Immunology forms the basis for effective treatment strategies and production of vaccines. In COVID 19 immune insufficiency may increase viral replication while uncontrolled immunity may result in tissue damage. The angiotensin converting enzyme receptors on alveolar type 2 cells of lungs act as target cells are the sites of Corona virus attack.

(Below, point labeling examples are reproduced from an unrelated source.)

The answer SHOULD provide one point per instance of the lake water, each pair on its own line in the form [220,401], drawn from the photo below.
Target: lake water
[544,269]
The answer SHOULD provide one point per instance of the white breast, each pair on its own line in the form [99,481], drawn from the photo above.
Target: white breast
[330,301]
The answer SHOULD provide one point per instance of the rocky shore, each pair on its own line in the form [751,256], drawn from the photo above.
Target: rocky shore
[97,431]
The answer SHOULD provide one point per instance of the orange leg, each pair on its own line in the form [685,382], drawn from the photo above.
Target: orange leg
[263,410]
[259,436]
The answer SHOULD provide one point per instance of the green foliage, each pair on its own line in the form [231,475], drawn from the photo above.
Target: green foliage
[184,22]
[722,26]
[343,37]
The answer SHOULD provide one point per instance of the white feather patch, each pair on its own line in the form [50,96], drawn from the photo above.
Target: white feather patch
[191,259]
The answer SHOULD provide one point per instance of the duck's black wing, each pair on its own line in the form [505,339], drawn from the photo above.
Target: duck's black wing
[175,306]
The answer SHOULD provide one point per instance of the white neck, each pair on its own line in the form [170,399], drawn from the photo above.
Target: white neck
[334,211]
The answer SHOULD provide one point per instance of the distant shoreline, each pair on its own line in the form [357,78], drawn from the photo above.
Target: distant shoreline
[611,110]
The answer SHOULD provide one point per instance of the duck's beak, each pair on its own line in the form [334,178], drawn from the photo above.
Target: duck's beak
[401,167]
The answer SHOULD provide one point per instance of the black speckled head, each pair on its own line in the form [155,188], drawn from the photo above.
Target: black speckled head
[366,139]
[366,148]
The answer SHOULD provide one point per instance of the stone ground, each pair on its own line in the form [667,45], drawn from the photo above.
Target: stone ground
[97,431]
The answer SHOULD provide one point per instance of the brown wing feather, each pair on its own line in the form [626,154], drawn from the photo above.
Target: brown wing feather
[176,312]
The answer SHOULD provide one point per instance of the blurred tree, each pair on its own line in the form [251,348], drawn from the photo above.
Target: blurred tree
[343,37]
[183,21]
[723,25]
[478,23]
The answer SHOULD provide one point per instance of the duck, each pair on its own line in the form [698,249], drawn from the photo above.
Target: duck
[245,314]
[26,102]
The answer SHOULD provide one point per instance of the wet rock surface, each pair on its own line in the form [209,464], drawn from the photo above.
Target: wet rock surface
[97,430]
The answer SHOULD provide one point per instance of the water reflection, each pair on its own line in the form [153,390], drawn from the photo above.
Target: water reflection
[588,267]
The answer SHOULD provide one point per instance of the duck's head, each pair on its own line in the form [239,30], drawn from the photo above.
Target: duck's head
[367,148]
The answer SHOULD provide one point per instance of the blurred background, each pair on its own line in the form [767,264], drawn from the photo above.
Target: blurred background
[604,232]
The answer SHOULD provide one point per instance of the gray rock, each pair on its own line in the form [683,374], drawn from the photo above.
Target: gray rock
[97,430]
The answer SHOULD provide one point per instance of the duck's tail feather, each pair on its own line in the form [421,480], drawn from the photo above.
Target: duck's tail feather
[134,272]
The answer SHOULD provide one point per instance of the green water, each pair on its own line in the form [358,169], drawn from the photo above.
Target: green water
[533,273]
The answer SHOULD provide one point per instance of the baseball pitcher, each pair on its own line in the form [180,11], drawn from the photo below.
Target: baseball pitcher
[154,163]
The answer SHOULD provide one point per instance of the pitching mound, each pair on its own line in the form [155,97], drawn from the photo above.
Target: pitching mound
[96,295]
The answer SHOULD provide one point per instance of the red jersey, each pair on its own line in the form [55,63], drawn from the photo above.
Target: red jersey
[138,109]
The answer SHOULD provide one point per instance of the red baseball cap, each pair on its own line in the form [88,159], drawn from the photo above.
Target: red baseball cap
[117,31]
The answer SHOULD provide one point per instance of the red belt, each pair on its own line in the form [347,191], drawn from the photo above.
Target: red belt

These cells through cytokines or interferons initiate an early local response which may control the infection. However, in COVID-19 this interferon response can be subdued or lagging which may allow the COVID virus to escape detection by the innate immunity or depress the downstream reaction leading to unchecked SARS-COV-2 replication. The suppression of host responses leads to increase in pro-inflammatory cytokines and the resulting inflammatory damage leads to a release of suppressive cytokines as a counter regulatory response. This is the cytokine storm. Thus, immuneregulatory treatments that may succeed are the ones that are in real time tuned to the subject's immunophenotype, where immunosuppression may be helpful at some points while immune-stimulation in others.
COVID-19的免疫调节
免疫学是有效治疗策略和生产疫苗的基础。在COVID - 19中,免疫功能不全可能增加病毒复制,而不受控制的免疫可能导致组织损伤。肺肺泡2型细胞上的血管紧张素转换酶受体是冠状病毒攻击的靶细胞。这些细胞通过细胞因子或干扰素启动可能控制感染的早期局部反应。然而,在COVID-19中,这种干扰素反应可能被抑制或滞后,这可能使COVID病毒逃脱先天免疫的检测或抑制下游反应,导致不受控制的SARS-COV-2复制。对宿主反应的抑制导致促炎细胞因子的增加,由此产生的炎症损伤导致抑制细胞因子的释放,作为一种反调节反应。这是细胞因子风暴。因此,可能成功的免疫调节治疗是那些实时调整到受试者的免疫表型的治疗,免疫抑制在某些点可能有用,而免疫刺激在其他点可能有用。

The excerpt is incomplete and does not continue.